Introduction:
In today’s rapidly changing business landscape, businesses must contend with wide range of challenges including changing market or industry dynamics, technological advancements, shifting consumer behaviour and so on. These constraints have significantly reduced the margin of error for any business looking for a long-term growth and intends to create value for its stakeholders. Hence, to thrive in such a competitive business environment, along with sound business principles and models, businesses need to embrace the concept of data analysis.
So, what is data analytics?
Analytics is the process of finding, interpreting, and disseminating significant patterns in data sets. In short, analytics helps us to see relevant information and insights that we might not have otherwise noticed from raw data. Businesses use analytics to make better decisions that can help to enhance customer understanding, improve product/ services and in turn boost sales or revenue, cut expenses, to enhance business operations or to gain competitive advantage. This entails gathering valuable and usable information in a strategic manner and using it to improve decision-making processes.
But why to automate business analytics?
Consider this for an instance. You must ascertain sales growth by obtaining the region-specific sales value for the preceding five years. The data can be worked on manually or with the aid of computer programs. Both approaches will provide you with the necessary details, but computer programs will produce results more quickly and accurately.
Since past decade, due to ascent of social media, high internet penetration, widespread use of mobile devices, digitisation of business processes, the volume of data being captured by businesses have exponentially increased. Working with these kinds of massive data sets necessitates the use of computer systems and automated procedures to carry out analytical activities with the least amount of human involvement.
Analytics may be performed more quickly using automation. Businesses can benefit from automating their data analytics. Businesses can save time and money by automating analytics to receive insightful information more rapidly. Data analysts can focus on uncovering new insights to inform data-driven decision-making by automating tasks that do not require human creativity.
But is automating data analysis for all businesses?
Considering the many advantages of automating data analysis, complex data analytics setup and solutions are not necessary for every business decision. Simple tools for data analysis and visualization can frequently bring new insights and perspectives on profitability, KPIs, and business operations.

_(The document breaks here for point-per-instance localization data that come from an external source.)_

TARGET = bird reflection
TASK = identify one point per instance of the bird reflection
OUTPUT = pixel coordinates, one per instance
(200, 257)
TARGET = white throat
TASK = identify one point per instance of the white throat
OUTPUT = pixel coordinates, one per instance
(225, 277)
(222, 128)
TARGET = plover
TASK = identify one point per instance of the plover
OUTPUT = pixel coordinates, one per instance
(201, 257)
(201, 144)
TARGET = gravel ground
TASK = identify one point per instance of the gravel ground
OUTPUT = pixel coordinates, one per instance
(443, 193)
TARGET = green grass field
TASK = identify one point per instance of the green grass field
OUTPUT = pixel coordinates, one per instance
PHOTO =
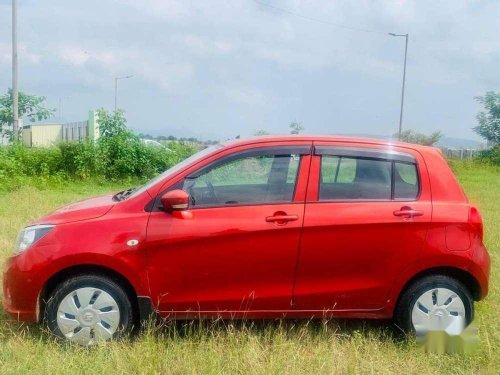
(249, 347)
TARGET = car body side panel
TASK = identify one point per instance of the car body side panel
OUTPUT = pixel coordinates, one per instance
(352, 251)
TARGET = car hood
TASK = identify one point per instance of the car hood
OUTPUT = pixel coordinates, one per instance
(83, 210)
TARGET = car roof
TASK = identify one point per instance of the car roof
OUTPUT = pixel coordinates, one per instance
(324, 138)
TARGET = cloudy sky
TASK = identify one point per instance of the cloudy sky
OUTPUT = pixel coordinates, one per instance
(216, 69)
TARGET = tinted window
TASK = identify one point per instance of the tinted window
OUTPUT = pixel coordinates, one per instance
(354, 178)
(246, 180)
(405, 181)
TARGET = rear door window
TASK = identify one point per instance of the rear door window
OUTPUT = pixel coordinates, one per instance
(355, 178)
(349, 177)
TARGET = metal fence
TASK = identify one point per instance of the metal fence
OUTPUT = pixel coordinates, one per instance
(75, 131)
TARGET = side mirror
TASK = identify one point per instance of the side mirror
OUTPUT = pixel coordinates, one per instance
(175, 200)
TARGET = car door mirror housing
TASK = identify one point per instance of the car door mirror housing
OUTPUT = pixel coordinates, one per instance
(175, 200)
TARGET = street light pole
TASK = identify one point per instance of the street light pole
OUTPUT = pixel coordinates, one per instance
(116, 86)
(15, 94)
(404, 80)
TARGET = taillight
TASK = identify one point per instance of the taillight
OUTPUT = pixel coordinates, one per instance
(476, 221)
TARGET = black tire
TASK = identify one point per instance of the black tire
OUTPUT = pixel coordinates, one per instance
(94, 281)
(403, 311)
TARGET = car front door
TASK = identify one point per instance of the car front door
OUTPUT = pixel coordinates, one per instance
(235, 249)
(367, 215)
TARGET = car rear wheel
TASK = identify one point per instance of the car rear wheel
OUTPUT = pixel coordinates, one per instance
(435, 303)
(87, 309)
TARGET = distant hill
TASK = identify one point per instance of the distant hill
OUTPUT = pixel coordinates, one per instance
(449, 142)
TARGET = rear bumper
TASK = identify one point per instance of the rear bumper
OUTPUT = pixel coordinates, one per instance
(480, 267)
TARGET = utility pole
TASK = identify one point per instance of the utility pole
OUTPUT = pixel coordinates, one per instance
(404, 80)
(15, 94)
(116, 86)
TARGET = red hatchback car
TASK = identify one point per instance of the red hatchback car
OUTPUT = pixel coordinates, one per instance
(271, 227)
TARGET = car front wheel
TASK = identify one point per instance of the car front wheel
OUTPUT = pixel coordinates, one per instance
(87, 309)
(435, 303)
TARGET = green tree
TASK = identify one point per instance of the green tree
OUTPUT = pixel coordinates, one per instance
(29, 106)
(296, 127)
(259, 132)
(412, 136)
(113, 124)
(489, 119)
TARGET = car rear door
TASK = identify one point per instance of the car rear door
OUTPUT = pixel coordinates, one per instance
(236, 247)
(367, 214)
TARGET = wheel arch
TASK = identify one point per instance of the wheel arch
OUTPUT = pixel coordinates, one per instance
(466, 278)
(87, 269)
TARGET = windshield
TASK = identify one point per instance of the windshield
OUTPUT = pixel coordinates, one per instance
(174, 169)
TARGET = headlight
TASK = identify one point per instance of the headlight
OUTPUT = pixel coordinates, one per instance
(30, 235)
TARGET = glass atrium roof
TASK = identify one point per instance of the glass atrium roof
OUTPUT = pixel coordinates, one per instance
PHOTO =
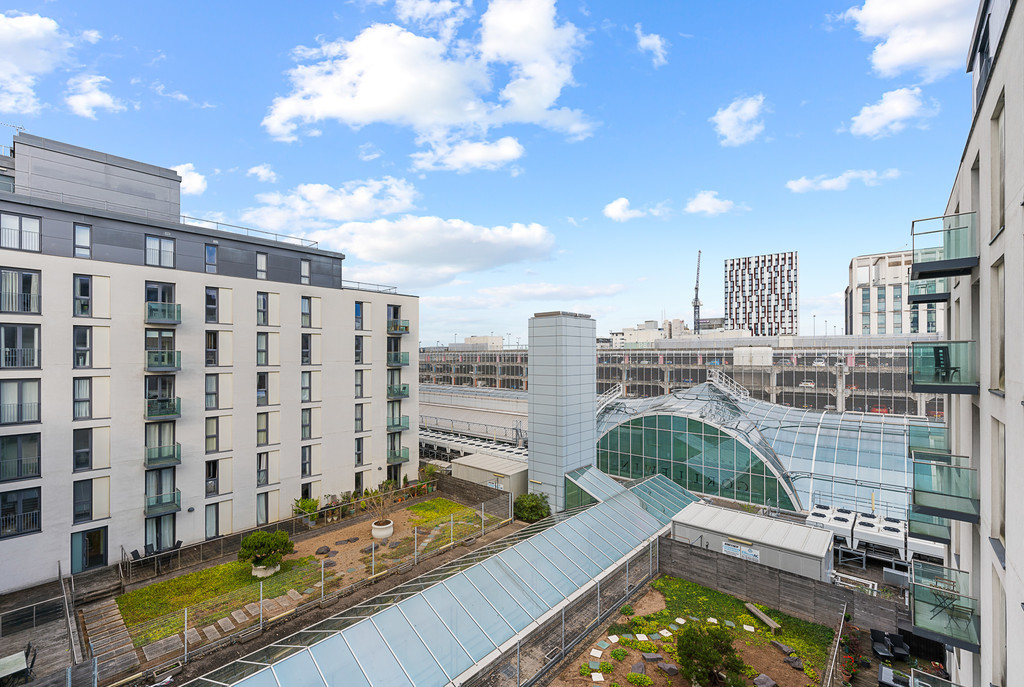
(445, 624)
(841, 458)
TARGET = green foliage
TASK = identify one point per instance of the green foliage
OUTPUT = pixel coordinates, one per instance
(262, 548)
(530, 507)
(706, 650)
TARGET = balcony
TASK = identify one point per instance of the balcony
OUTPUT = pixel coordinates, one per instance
(396, 456)
(163, 503)
(163, 409)
(397, 327)
(397, 391)
(163, 360)
(162, 457)
(944, 367)
(944, 246)
(397, 424)
(163, 313)
(945, 485)
(397, 359)
(940, 608)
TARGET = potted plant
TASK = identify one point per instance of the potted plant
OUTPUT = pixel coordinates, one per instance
(380, 503)
(265, 551)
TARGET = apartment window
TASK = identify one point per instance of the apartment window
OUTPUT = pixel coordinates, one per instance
(211, 348)
(82, 397)
(262, 308)
(83, 296)
(262, 386)
(307, 461)
(18, 232)
(82, 449)
(211, 304)
(306, 416)
(212, 439)
(18, 457)
(83, 241)
(83, 501)
(262, 431)
(159, 252)
(19, 346)
(212, 392)
(19, 291)
(261, 347)
(81, 346)
(19, 512)
(211, 259)
(262, 469)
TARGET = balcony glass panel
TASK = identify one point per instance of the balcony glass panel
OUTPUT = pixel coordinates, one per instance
(940, 607)
(945, 485)
(944, 367)
(944, 246)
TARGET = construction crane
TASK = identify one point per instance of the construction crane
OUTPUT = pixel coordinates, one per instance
(696, 299)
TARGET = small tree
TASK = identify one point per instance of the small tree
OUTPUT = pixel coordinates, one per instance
(707, 650)
(531, 507)
(265, 548)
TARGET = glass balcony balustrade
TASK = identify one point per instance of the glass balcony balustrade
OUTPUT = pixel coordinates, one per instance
(945, 485)
(941, 609)
(944, 367)
(944, 246)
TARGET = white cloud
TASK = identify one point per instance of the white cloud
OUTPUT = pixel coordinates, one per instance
(316, 205)
(929, 37)
(263, 173)
(85, 95)
(708, 203)
(446, 92)
(33, 46)
(890, 115)
(466, 156)
(869, 177)
(193, 183)
(740, 122)
(653, 44)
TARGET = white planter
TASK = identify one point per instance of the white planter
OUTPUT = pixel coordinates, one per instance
(265, 570)
(383, 531)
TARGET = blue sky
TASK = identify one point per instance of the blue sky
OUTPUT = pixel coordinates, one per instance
(512, 157)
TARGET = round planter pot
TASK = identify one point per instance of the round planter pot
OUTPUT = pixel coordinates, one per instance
(265, 570)
(382, 531)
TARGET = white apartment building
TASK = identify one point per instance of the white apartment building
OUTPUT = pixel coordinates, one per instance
(163, 383)
(974, 255)
(880, 301)
(761, 294)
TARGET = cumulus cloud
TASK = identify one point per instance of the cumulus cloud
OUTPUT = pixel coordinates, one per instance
(466, 156)
(891, 114)
(193, 183)
(313, 206)
(85, 95)
(445, 91)
(708, 203)
(869, 177)
(928, 37)
(652, 43)
(263, 173)
(740, 121)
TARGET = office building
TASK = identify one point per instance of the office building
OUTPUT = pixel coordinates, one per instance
(879, 300)
(762, 294)
(165, 383)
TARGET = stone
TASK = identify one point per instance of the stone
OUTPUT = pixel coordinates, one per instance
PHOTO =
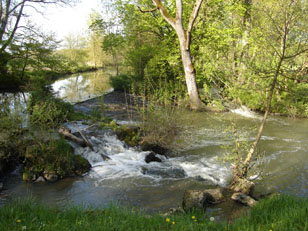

However, when a business expands and its data becomes more complex to manage using simple analytical tools and methods, it must think about automation technologies to process, aggregate, and visualize the data faster. Data analysts can utilize this automation to generate graphs, dashboards, and other visual elements that help them find new patterns or insights in the complicated data sets.
Organizations are shifting more and more toward data analytics, whether it is to support fact-based decision-making, to adopt data-driven business models, or to expand data-backed product offerings. Like every other field, technological innovations have caused multiple advancements in analytics. Big data and AI are the key trends shaping the industry. Edge computing, augmented analytics, and predictive analytics are a few of the innovations that are changing the way businesses use and analyse their data.
In a nutshell, prior to applying various approaches of data analytics and solutions, it is advisable to have a strong data strategy in place and a methodical approach to data analytics projects.
Even though there will always be something new to learn and it's easier to get sucked into the technological hype and getting overwhelmed in trying to keep up with the latest technologies and tools in the data and analytics space, remember that there are fundamentals of data and analytics that will always be useful. Safety, reliability, speed, and usefulness should be the key considerations for data analytics projects. By adhering to these fundamental guidelines, you will be well-positioned to effortlessly navigate any valuable trend and optimize your data-related endeavours.